Cela ne signifie pas que les agents d’IA sont sur le point de remplacer des équipes entières du jour au lendemain. Les éléments disponibles ne permettent pas une conclusion aussi radicale. Mais ils montrent que les travailleurs considèrent de plus en plus la capture des connaissances comme un processus contesté. La documentation était autrefois un signe de maturité et de continuité. Dans un environnement de travail fortement marqué par l’IA, elle peut aussi être perçue comme un mécanisme de transmission.
Le débat chinois est susceptible de trouver un écho bien au-delà de la Chine. De nombreuses entreprises dans le monde explorent des outils agentiques qui promettent de formaliser les meilleures pratiques, de standardiser les résultats et de réduire la dépendance à des employés individuels. Le débat chinois est un संकेत précoce de la vitesse à laquelle ces ambitions peuvent entrer en conflit avec la confiance des salariés.
Ce que les managers pourraient sous-estimer
La principale leçon de l’épisode Colleague Skill est que les organisations pourraient sous-estimer le coût social des programmes d’automatisation qui reposent sur l’auto-extraction des savoirs par les travailleurs eux-mêmes. Les employés acceptent souvent de nouveaux outils lorsqu’il s’agit d’augmenter leurs capacités. Ils peuvent réagir très différemment lorsque le processus leur demande explicitement de se modéliser eux-mêmes en vue d’être remplacés.

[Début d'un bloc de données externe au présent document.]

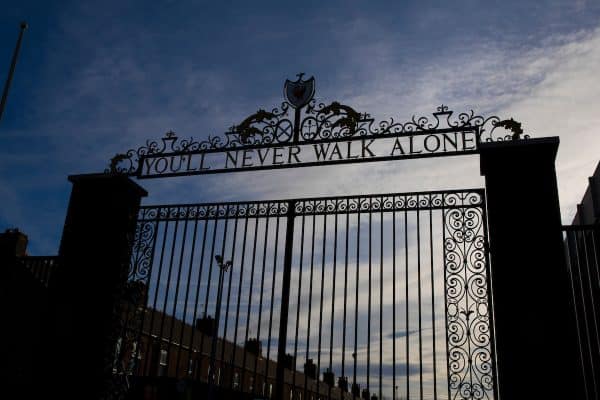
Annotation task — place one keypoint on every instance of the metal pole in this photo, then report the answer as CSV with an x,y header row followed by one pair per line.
x,y
211,377
285,299
12,69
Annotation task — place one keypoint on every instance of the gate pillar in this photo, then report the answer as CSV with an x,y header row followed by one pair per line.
x,y
94,259
536,342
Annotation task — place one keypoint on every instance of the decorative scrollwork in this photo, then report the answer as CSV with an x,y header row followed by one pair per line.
x,y
470,372
152,214
389,202
314,122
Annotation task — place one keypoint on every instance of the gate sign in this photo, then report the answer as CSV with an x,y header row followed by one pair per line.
x,y
302,132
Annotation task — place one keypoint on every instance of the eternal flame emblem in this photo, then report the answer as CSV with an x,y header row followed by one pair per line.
x,y
299,93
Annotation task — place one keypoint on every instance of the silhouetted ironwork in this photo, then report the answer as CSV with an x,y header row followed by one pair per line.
x,y
315,281
582,245
281,138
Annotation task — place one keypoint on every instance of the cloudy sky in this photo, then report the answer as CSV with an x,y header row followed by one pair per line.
x,y
97,78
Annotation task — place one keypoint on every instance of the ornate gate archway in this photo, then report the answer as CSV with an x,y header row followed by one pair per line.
x,y
339,297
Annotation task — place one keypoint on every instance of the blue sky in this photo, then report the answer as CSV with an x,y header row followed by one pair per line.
x,y
97,78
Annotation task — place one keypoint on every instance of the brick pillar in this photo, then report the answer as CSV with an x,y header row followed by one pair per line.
x,y
537,352
94,259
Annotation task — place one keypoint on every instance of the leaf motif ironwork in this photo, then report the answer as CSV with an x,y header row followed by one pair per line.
x,y
317,122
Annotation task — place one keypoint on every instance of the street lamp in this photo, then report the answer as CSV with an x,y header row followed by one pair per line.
x,y
223,267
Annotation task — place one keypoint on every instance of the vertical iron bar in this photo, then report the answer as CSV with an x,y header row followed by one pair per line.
x,y
345,290
312,262
321,303
262,289
164,310
432,295
250,303
273,293
369,297
233,247
406,303
570,258
198,359
355,354
585,317
239,297
333,302
160,265
285,299
298,303
174,310
419,299
208,281
187,293
444,222
381,302
215,333
591,291
394,301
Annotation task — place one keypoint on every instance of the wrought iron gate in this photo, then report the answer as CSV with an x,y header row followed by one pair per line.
x,y
337,297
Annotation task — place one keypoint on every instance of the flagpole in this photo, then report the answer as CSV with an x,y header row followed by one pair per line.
x,y
12,69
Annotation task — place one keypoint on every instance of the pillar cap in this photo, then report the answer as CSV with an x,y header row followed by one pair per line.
x,y
79,178
535,150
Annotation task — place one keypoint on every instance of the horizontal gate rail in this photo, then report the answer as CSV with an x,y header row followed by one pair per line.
x,y
411,201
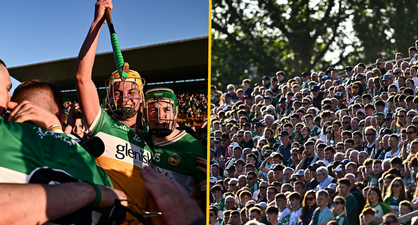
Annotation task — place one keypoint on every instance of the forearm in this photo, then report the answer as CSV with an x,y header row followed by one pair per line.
x,y
37,204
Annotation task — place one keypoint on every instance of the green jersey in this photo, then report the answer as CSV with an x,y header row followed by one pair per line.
x,y
315,132
342,219
30,154
176,159
126,153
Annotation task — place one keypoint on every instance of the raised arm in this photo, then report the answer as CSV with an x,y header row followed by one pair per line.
x,y
86,90
37,204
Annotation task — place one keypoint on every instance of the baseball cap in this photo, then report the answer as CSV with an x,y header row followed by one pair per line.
x,y
259,124
239,162
231,168
315,88
262,204
313,166
300,172
387,76
267,97
361,111
233,144
332,186
380,115
284,133
338,169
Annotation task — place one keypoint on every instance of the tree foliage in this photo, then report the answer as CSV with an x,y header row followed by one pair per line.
x,y
384,28
252,38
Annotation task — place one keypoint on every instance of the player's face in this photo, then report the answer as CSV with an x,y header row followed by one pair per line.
x,y
78,127
5,86
161,115
126,94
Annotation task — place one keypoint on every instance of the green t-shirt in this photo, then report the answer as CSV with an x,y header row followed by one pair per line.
x,y
316,131
342,219
126,154
30,154
393,203
381,209
176,159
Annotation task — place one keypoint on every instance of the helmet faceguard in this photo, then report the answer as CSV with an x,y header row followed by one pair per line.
x,y
124,95
162,109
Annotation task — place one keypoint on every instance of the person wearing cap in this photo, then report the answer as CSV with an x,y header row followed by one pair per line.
x,y
218,199
259,130
248,139
294,200
294,158
349,73
237,154
351,205
246,87
285,147
317,96
239,166
305,80
323,178
274,86
266,82
227,101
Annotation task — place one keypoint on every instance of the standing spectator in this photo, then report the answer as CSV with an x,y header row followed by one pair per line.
x,y
344,185
322,214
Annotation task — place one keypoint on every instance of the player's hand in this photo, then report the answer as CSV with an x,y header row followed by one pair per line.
x,y
171,199
99,13
109,195
29,112
203,162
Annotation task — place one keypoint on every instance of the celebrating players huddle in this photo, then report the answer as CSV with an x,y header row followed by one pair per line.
x,y
36,154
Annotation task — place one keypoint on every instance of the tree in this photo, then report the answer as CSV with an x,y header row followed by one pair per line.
x,y
252,38
384,28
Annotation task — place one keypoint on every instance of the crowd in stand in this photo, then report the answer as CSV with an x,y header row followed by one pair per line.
x,y
317,148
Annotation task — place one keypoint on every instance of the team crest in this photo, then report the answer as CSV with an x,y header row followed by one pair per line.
x,y
174,159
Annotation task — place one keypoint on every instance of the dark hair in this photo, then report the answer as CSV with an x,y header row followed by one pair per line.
x,y
22,91
305,206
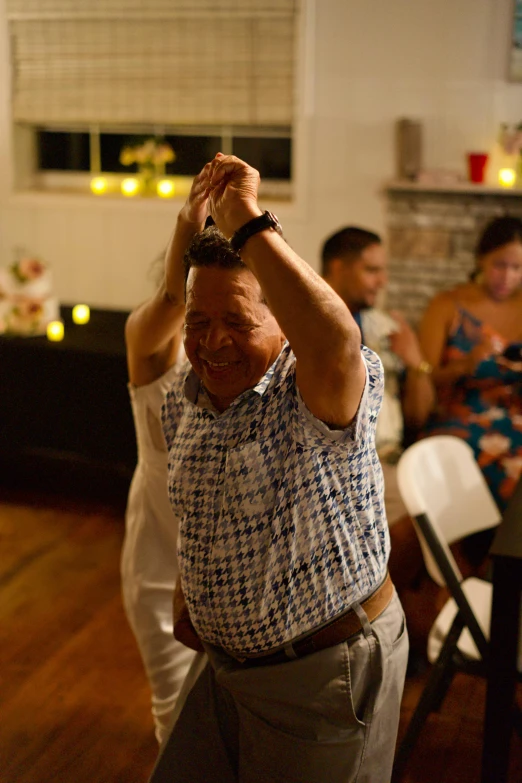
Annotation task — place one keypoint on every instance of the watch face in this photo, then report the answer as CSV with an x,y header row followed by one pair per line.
x,y
274,222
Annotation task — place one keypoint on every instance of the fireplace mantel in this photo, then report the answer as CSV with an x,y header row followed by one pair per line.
x,y
401,185
432,231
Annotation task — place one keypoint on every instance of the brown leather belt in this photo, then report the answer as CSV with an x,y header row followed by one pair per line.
x,y
338,630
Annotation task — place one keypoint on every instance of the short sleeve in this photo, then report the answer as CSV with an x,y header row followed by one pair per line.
x,y
172,408
364,423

Cette différence pourrait devenir l’une des questions managériales déterminantes de l’ère des agents. Les outils techniques progressent rapidement. Le problème le plus difficile pourrait être de convaincre les travailleurs qualifiés que les systèmes qu’ils entraînent sont censés les aider, et non les évincer. Dans le secteur technologique chinois, cette assurance semble déjà difficile à maintenir.
Cet article s’appuie sur le reportage de MIT Technology Review. Lire l’article original.